Primary Submission Category: Machine Learning and Causal Inference
Proportional Response: Contextual Bandits for Simple and Cumulative Regret Minimization
Authors: Sanath Kumar Krishnamurthy, Ruohan Zhan, Susan Athey, Emma Brunskill,
Presenting Author: Sanath Kumar Krishnamurthy*
We design adaptive experimentation (contextual bandit) algorithms to learn a targeted treatment assignment policy. Our design focuses on two important objectives: optimizing outcomes for the subjects in the experiment (cumulative regret minimization) and gathering data that will be useful for learning a policy with high expected reward (simple regret minimization). Recently, [Li et al 2022] formally showed that it is impossible for an algorithm to simultaneously achieve minimax optimal cumulative regret guarantees and instance optimal simple regret guarantees.
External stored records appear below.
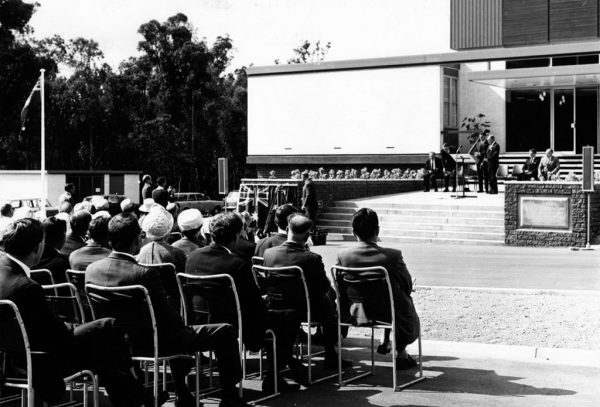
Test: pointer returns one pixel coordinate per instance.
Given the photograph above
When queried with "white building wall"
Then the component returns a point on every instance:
(370, 111)
(475, 98)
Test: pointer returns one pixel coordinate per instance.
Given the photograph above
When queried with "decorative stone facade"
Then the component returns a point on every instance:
(574, 235)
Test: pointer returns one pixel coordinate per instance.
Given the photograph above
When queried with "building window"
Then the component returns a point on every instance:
(450, 102)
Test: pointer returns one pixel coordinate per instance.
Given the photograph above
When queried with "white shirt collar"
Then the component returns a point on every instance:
(25, 268)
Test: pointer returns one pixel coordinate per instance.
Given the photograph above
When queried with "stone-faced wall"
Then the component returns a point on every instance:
(573, 235)
(329, 191)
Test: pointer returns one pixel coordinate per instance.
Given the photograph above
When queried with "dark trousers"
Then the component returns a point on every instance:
(431, 178)
(492, 169)
(98, 346)
(482, 176)
(450, 176)
(220, 338)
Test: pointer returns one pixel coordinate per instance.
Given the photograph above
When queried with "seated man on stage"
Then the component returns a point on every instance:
(549, 166)
(449, 168)
(433, 171)
(365, 226)
(530, 168)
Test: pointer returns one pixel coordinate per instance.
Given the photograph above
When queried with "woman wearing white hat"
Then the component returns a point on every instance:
(190, 224)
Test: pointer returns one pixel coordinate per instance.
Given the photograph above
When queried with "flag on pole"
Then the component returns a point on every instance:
(25, 109)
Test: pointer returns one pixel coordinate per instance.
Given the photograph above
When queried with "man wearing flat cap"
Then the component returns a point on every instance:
(190, 224)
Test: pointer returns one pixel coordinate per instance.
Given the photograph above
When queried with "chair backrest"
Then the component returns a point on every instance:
(13, 336)
(368, 286)
(167, 273)
(284, 285)
(209, 299)
(517, 169)
(69, 308)
(502, 171)
(42, 276)
(132, 307)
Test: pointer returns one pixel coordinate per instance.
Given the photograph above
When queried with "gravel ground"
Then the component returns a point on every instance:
(540, 319)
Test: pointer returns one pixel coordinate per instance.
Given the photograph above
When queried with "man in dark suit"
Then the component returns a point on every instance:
(80, 222)
(99, 345)
(449, 168)
(52, 259)
(365, 226)
(96, 248)
(322, 296)
(121, 269)
(530, 168)
(219, 257)
(310, 205)
(482, 173)
(492, 158)
(433, 170)
(281, 215)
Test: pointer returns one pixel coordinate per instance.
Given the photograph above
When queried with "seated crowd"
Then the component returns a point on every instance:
(121, 250)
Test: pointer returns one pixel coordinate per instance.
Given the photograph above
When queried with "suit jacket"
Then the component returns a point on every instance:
(438, 165)
(272, 241)
(493, 155)
(531, 165)
(215, 259)
(45, 331)
(295, 254)
(72, 243)
(448, 161)
(244, 248)
(119, 269)
(84, 256)
(309, 195)
(56, 262)
(369, 254)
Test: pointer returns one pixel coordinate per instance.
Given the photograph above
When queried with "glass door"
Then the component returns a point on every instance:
(564, 119)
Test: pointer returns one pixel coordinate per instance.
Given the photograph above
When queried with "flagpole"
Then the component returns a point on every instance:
(43, 147)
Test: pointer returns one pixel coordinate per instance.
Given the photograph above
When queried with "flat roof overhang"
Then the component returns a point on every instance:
(478, 55)
(555, 76)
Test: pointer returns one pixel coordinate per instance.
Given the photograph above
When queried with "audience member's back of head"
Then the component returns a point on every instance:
(23, 237)
(55, 230)
(282, 213)
(80, 222)
(365, 224)
(99, 229)
(123, 230)
(299, 225)
(225, 227)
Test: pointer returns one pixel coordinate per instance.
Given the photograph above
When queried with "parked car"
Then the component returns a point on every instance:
(114, 202)
(231, 200)
(197, 200)
(34, 204)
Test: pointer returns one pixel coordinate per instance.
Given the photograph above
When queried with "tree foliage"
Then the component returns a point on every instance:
(171, 111)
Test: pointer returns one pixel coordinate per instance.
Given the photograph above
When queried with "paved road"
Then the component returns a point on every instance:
(492, 266)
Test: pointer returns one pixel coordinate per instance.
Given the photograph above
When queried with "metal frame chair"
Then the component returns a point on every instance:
(380, 274)
(125, 296)
(74, 300)
(265, 274)
(26, 384)
(186, 281)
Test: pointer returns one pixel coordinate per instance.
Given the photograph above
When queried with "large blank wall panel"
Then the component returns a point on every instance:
(573, 19)
(374, 111)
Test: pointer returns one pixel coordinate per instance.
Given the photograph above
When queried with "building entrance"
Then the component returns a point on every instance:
(564, 119)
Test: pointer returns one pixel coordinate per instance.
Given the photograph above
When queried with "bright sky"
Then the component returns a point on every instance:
(262, 30)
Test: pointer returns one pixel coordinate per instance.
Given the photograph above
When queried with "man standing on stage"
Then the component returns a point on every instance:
(482, 174)
(492, 158)
(309, 198)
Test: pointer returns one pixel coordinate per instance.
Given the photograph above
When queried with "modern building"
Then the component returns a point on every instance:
(531, 67)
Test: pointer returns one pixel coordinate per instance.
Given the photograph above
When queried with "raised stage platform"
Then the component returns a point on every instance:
(425, 217)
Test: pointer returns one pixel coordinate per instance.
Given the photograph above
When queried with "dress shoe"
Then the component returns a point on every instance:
(233, 401)
(282, 386)
(407, 363)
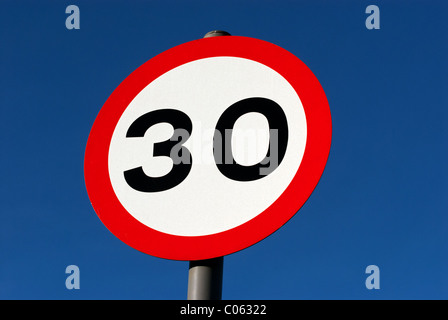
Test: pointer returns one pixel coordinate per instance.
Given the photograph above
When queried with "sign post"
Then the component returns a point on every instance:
(206, 149)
They also proposed a novel algorithm that is the first to achieve instance-optimal simple regret guarantees, but is impractical to use due to computational considerations (their exploration policy relies on explicitly constructing a distribution over a potentially large set of policies). To address these issues, we propose a novel family of contextual bandit algorithms that are simple (easy to implement), flexible (works with any model and policy class), statistically efficient, and computationally efficient. Our family of algorithms comes with a parameter that allows for flexible trading off between guarantees on the two competing objectives, simple and cumulative regret minimization. Technically, our algorithm is enabled by the construction of a set of arms at every context that are probabilisticaly reliable over the context distribution to contain the arm recommended by the optimal policy.